India says watered down climate text likely in Italy

Other News Materials 5 July 2009 13:45 (UTC +04:00)

A meeting of a 17-country group of the world's worst polluters in Italy this week will likely agree on a token joint declaration because President Obama will be chairing, Indian officials said on Sunday. The 17-member Major Economies Forum (MEF) is trying to agree on a climate plan on the sidelines of a G8 summit in Italy [nL286410]. A substantive pact would go a long way in defining a new U.N. climate treaty due to be agreed in Copenhagen in December, Reuters reported.

The MEF members, who discussed a draft text in Mexico last month, account for 80 percent of global emissions.

Officials said persistent differences, particularly over the size of reductions in carbon emissions and the base year for comparisons, might scupper efforts to agree a joint declaration and result instead in a chairman's summary of countries' views [nL3655179].

However, a top Indian climate official said: "A chair's summary would have been seen as a failure, and given that President Obama is chairing the MEF meeting there is going to be a political declaration."

"Whether it is going to be a meaningless or meaningful document is left to the reader's judgment."

Leaders of MEF nations are due to meet on Thursday, July 9 on the sidelines of the G8 summit. But climate officials are holding urgent negotiations on Tuesday to agree on the MEF declaration.

The current draft statement, discussed at talks in Mexico last month, omits a base year for emission comparisons and there is disagreement over language and nuances on long-term goals, Indian diplomats said.

Developing countries, including India, would like a base year of 1990 because this would force rich nations to cut back their emissions more sharply, leaving developing nations more carbon space to expand their economies. But wealthy nations, such as Japan, are pushing for a more recent base year.

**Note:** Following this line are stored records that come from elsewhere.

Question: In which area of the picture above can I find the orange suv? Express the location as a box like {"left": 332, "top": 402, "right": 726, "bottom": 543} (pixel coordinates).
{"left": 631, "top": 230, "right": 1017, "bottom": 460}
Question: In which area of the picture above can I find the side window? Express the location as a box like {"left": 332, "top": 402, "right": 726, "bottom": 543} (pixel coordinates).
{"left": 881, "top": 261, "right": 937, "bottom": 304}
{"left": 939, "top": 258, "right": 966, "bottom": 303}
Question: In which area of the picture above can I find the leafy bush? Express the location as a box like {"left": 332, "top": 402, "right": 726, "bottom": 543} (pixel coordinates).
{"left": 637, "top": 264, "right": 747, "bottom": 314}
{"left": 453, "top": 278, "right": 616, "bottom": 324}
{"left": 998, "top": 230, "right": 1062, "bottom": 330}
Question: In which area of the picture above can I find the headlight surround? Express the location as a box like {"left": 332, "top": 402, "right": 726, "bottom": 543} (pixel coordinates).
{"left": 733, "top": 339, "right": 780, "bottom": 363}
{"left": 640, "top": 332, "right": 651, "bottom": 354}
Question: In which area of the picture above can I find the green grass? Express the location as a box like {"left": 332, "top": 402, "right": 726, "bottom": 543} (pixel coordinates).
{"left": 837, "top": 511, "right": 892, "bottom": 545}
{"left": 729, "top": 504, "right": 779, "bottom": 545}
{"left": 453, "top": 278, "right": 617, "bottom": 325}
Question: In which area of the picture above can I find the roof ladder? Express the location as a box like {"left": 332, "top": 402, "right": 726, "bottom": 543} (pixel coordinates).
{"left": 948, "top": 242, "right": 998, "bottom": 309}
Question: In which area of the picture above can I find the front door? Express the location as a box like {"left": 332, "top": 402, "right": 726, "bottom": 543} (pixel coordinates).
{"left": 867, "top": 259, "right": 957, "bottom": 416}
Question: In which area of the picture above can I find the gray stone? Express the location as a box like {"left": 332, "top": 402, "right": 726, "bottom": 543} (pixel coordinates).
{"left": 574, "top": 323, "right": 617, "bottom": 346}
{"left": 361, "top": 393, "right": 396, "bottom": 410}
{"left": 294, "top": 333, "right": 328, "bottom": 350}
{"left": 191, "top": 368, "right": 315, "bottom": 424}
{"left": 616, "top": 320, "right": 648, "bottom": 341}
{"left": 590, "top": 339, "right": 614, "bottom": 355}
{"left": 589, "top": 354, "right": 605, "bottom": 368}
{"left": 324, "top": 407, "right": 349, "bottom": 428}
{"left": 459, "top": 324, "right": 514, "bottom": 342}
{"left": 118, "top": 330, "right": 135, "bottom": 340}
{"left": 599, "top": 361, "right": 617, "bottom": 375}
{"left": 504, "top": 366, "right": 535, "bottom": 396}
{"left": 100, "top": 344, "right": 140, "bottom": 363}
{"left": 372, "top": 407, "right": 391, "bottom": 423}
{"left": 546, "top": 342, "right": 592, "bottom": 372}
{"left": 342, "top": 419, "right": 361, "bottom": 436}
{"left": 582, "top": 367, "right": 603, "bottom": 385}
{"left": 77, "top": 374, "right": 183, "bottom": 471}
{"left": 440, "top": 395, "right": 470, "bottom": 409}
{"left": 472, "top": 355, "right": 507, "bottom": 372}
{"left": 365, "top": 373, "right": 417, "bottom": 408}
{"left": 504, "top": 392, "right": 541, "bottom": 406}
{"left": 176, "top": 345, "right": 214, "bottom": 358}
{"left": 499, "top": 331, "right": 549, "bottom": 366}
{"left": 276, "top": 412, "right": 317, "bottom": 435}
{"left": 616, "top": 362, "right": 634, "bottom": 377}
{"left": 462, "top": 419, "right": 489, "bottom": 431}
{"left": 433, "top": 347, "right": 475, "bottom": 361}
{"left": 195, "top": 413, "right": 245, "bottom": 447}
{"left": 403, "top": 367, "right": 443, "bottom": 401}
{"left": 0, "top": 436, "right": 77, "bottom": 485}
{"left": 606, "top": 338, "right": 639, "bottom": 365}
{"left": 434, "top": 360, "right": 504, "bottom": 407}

The final MEF communique, however, is unlikely to mention any key figure to avoid upsetting countries such as India, which says mentioning any figure or target now would be prejudging the outcome of negotiations for a new U.N. pact in Copenhagen.

"India feels that the declaration will aim to demonstrate the political intent of the major economies to arrive at a consensus for having a robust agreed outcome at Copenhagen," Dinesh Patnaik, a top Indian climate official, told Reuters before leaving for Italy for Tuesday's negotiations.

Developing countries want their industrial counterparts to reduce emissions by up to 40 percent below 1990 levels by 2020, while rich nations want developing states to commit to boosting their economies in an environmentally friendly way.

The MEF proposal says major economies are to consider setting a goal of halving greenhouse gas emissions by 2050, a target developing nations say leaves them less room to grow.

"Prospects of any substantial agreement is poor," said former India foreign secretary Kanwal Sibal. "The debate will continue."